Keywords

1 Introduction

Internet of things (IoT) is a network of items embedded with sensors which are connected through the internet [1]. One IoT system consists of computing devices, physical plants and networks defined as a system-of-systems (SoS) [2]. During developing IoT systems, architectural dependencies across the entire SoS are challenged because of the massive compositions among them. During the lifecycle of IoT, virtual model assets for system, subsystems and components are needed to specify, detect and resolve dependencies across domains, such as interface definition. Compositions from different domains and hierarchies of IoT system are evolving fast. Well managed and predictable evolution dynamics reduce the risks brought by new compositions, such as new characteristics and interoperability. Moreover, the architecture of IoT systems should be permitted with easy connectivity, control and communication among domain-specific applications. Thus, understanding the interrelationships between systems, subsystems and components is very important.
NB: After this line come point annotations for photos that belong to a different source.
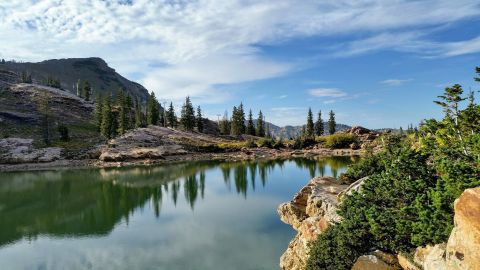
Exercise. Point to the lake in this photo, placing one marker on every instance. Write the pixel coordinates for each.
(195, 215)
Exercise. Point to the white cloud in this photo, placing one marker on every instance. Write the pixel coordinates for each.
(395, 82)
(327, 92)
(191, 47)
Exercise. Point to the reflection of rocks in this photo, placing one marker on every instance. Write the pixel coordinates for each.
(16, 150)
(310, 212)
(355, 186)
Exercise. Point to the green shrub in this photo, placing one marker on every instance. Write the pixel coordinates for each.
(339, 140)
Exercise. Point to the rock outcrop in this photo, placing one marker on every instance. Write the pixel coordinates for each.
(463, 246)
(310, 212)
(17, 150)
(462, 251)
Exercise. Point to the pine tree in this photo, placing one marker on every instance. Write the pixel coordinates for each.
(44, 109)
(187, 118)
(152, 109)
(260, 125)
(138, 115)
(105, 128)
(241, 119)
(122, 114)
(319, 129)
(199, 119)
(331, 123)
(171, 118)
(309, 129)
(87, 91)
(250, 126)
(99, 111)
(224, 124)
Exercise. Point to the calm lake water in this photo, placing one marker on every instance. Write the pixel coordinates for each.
(196, 215)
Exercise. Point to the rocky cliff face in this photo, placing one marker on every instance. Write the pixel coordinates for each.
(462, 251)
(310, 212)
(314, 208)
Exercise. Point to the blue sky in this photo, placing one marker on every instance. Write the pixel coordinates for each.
(375, 63)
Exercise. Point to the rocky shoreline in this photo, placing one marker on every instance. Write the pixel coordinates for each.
(245, 154)
(314, 208)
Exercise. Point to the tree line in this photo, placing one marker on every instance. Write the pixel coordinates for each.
(116, 117)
The motivation of our work is to overcome the challenges identified in the above paragraph and provide a new concept and framework to support IoT system development as follows. First, during IoT development, the virtual model asset should be managed in a systematic way during initial phases. An integrated information infrastructure with virtual models should enable to describe the interrelationships of IoT compositions to promote the understanding of their dependency and traceability. Second, the dynamics of model evolution need to be identified in order to predict the evolution of IoT system, subsystem and compositions. Third, topologies between virtual model assets enable to represent interrelationships of IoT compositions. Thus, the topologies are required to be managed.
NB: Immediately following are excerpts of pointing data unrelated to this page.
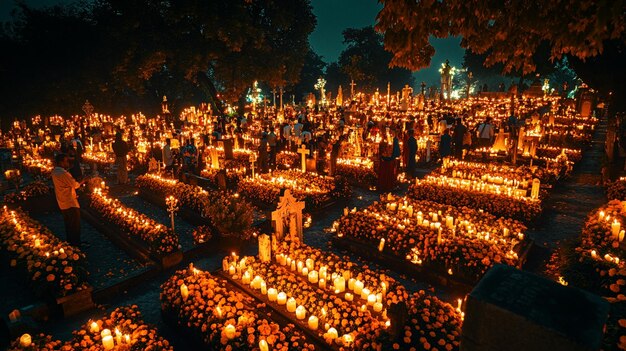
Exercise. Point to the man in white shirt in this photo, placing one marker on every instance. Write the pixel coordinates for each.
(65, 190)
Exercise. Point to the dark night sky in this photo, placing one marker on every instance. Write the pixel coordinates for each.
(333, 16)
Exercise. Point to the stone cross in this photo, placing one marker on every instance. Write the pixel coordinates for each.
(304, 152)
(289, 212)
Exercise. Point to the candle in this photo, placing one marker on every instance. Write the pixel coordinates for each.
(282, 298)
(263, 345)
(272, 294)
(229, 331)
(300, 312)
(291, 305)
(313, 323)
(615, 227)
(25, 340)
(371, 299)
(378, 307)
(358, 287)
(332, 333)
(184, 292)
(108, 343)
(340, 284)
(365, 293)
(313, 277)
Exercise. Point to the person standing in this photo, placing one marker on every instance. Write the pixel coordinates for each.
(120, 148)
(65, 192)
Our contribution is to illustrate a new concept called Cognitive Twins (CT) and a knowledge graph (KG)-centric framework supporting CT development. We first define the concept of CT and digital twins (DT) to distinguish the differences between them. Then based on the concept of CT, a KG-centric framework is proposed to develop CT. Using KG, the topologies of virtual model assets are identified and managed. Moreover, a tool-chain concept is designed to support the framework for developing future CT. The results will be used in the H2020 projects FACTLOG and QU4LITY.
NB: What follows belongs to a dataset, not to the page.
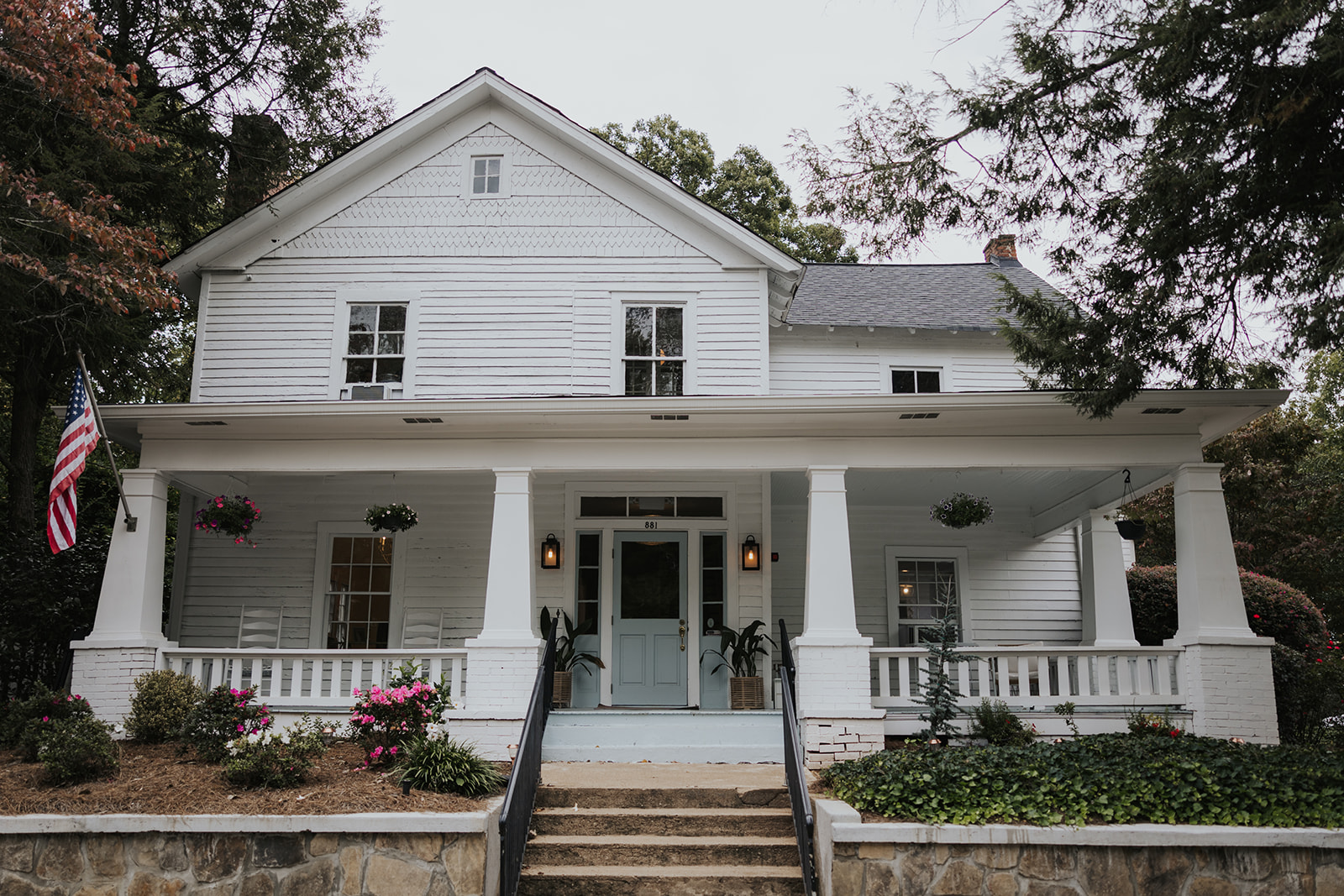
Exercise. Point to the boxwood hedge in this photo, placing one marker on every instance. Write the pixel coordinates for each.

The rest of the paper is organized as follows. We discuss the related work in Sect. 2 and introduce the definition of CT in Sect. 3. Moreover, the KG-centric framework is proposed in this section to create CT models. In Sect. 4, a future tool-chain concept is proposed for the related developments in the H2020 project FACTLOGFootnote 1. Finally, we discuss about CT in Sect. 5 and offer the conclusions with a summary in Sect. 6.

2 Related Work

The concept of DT was fostered by the rapid development of various existing technologies such as 3D modeling, system simulation, digital prototyping etc. [3]. In the whitepaper [4] published in 2014, Grieves defined the concept of DT and proposed a three-dimension model of DT based on the previous conception of “a virtual, digital equivalent to a physical product”. According to Grieves, a DT model should at least consist of three main parts including: physical products in Real Space; virtual products in Virtual Space; and the connections of data and information that tie the virtual and real products together [4]. Since then, DT and relevant technologies have been evolving rapidly, which reflects that the virtual world and the physical world are becoming increasingly linked to each other and integrated as a whole [5]. Tao F. et al. extended the existing three-dimension DT model by adding two more dimensions, DT data and services, and proposed a five-dimension model to promote the further applications of DT in more fields [6]. In a recent study, Qi et al. [5] reviewed the application fields, enabling technologies and tools for DT. Based on this study, it is concluded that universal design and development platforms and tools for DT are required to facilitate the integration of different technologies and tools which may have different formats, protocols and standards.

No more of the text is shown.